La mémoire suspendue
de Louise Plante

critiqué par Libris québécis, le 22 janvier 2005
(Montréal - 82 ans)


La note:  étoiles
La Maladie mentale chez les femmes
Dans ce magnifique roman, Louise Plante aborde les conditions féminines des années 1940 à travers l'histoire d'une famille ouvrière de Montréal. Le projecteur est dirigé vers l'une des filles qui marie, pour sa perte, un joueur compulsif. La jeune femme doit rapidement être internée et ne recouvre jamais la santé. À sa mort, on confie à un neveu le journal qu'elle a laissé à sa soeur. Il est bouleversé par ce qu'il apprend.

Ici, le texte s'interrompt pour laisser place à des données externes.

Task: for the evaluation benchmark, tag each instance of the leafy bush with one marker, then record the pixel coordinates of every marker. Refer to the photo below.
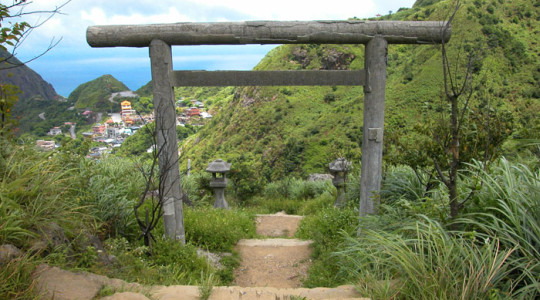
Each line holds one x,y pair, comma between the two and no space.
424,261
325,228
217,229
37,189
170,263
296,189
113,185
508,208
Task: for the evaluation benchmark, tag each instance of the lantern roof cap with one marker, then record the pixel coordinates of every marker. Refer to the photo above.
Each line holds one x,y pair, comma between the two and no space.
218,166
340,165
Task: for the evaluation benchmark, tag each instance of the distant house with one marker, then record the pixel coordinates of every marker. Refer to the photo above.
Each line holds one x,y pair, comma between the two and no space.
112,132
205,115
127,112
55,131
99,129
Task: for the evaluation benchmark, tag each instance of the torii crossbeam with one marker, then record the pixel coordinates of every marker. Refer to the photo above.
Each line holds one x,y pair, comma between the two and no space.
375,35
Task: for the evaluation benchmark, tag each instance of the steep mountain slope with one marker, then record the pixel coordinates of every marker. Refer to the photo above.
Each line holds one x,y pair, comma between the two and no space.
38,98
28,81
96,94
279,131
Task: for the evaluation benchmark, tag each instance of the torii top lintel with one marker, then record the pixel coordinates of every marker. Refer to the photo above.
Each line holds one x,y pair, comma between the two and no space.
270,32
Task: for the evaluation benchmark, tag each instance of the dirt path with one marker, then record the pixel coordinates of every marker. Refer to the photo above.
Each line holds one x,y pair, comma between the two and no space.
271,269
276,262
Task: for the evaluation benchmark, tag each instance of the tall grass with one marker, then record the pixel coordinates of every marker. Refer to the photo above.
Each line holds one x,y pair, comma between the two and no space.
217,229
493,255
511,199
36,189
424,261
109,189
298,189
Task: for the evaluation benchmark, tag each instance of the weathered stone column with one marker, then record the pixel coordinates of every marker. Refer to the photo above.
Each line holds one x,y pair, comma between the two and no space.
219,184
167,143
372,141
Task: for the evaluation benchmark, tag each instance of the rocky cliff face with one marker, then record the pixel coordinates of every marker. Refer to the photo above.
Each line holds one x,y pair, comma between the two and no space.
29,82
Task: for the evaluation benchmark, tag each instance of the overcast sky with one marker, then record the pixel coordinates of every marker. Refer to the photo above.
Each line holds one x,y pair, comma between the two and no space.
72,62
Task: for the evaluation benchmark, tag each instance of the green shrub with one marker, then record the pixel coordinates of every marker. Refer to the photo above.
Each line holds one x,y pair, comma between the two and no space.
37,189
325,228
507,207
296,189
170,262
112,188
16,279
424,261
217,229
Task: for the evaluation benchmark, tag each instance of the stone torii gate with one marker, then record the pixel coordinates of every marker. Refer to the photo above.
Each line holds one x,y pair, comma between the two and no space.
375,35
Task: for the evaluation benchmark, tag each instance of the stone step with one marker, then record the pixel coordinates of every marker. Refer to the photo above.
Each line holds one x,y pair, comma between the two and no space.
58,284
259,293
280,263
277,225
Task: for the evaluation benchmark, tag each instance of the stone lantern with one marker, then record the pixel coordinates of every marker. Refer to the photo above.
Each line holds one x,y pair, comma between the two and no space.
219,183
339,168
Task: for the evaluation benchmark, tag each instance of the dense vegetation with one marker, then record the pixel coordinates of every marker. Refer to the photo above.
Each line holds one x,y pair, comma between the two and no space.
298,130
95,94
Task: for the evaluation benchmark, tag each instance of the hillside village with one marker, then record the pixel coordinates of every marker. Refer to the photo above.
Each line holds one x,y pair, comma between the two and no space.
107,133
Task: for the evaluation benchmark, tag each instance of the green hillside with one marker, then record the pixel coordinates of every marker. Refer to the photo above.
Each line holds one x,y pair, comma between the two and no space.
282,131
95,94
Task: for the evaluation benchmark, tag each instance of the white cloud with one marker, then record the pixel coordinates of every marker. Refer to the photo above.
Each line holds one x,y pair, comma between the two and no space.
298,10
97,16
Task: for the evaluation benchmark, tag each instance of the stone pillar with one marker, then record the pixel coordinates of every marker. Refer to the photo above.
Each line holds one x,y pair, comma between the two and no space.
372,142
167,143
340,169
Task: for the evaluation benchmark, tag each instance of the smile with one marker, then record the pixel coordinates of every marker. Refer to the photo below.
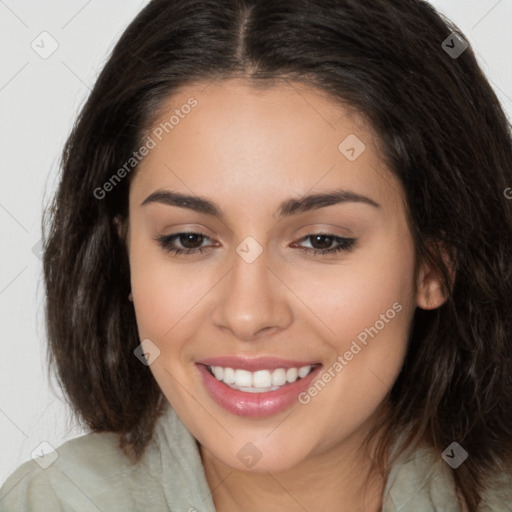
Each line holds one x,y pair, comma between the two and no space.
260,381
256,388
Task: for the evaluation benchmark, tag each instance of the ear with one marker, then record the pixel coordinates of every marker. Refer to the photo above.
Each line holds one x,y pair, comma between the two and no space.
430,293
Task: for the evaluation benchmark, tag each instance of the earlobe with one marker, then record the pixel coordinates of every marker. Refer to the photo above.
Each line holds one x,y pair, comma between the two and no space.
430,291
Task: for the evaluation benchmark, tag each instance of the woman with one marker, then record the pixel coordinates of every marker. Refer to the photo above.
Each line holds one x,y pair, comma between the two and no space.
278,268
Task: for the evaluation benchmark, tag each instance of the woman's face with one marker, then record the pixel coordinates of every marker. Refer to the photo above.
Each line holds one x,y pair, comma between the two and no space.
257,306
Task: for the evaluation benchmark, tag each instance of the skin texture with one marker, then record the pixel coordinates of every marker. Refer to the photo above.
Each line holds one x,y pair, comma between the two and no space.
248,150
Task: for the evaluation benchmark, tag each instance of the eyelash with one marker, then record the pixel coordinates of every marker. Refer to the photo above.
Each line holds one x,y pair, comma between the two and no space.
345,244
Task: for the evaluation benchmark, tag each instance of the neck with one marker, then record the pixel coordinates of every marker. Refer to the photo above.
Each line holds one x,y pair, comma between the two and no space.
340,479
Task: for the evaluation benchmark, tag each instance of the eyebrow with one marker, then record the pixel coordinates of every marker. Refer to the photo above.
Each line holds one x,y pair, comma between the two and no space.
287,208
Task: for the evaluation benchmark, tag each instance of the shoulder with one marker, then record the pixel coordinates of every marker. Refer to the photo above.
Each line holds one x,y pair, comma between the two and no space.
421,481
498,494
91,473
80,470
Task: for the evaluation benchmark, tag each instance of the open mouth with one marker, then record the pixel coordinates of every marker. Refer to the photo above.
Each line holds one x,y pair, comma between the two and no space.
260,381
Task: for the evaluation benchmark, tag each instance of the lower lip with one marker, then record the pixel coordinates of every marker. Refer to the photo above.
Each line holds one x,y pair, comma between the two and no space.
254,405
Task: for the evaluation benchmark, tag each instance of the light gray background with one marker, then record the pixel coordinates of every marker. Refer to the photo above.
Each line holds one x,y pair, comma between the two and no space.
39,99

L'auteur trace le portrait des femmes de l'époque. Si elles réussissent à atteindre le marché du travail, elles sont confinées aux travaux les plus humbles et les plus mal rémunérés. En fait, seules les "manufactures" les accueillent au sein de leur personnel. Il s'agit d'entreprises de confection de vêtements, aujourd'hui presque disparues à cause de l'importation. Ne jouissant d'aucune considération au niveau du monde du travail, elles n'en ont pas beaucoup plus aux yeux de leur mari. Ces conditions rendent l'héroïne neurasthénique et finalement névrotique. Les asiles, comme on les appelle à l'époque, débordent de ces femmes perturbées par leur situation d'infériorité. Quand la maladie mentale les frappe, c'est la honte de la famille. Il faut cacher la vérité. Au mieux, on parle d'un mal imaginaire. Mais la plupart du temps, on oublie l'existence de ces femmes confiées à des hôpitaux, tous dirigés par des religieuses peu enclines à la pratique de la charité chrétienne. On en a une illustration dans le dernier film de Denise Filiatreault, qui a porté à l'écran la vie d'Alys Roby, une femme de l'époque.

Ce roman magnifiquement charpenté et écrit éclaire une décennie dont certains sont nostalgiques. Or, la vie n'était pas à la réjouissance même si la Deuxième Guerre mondiale a représenté des années fastes pour l'économie du Canada.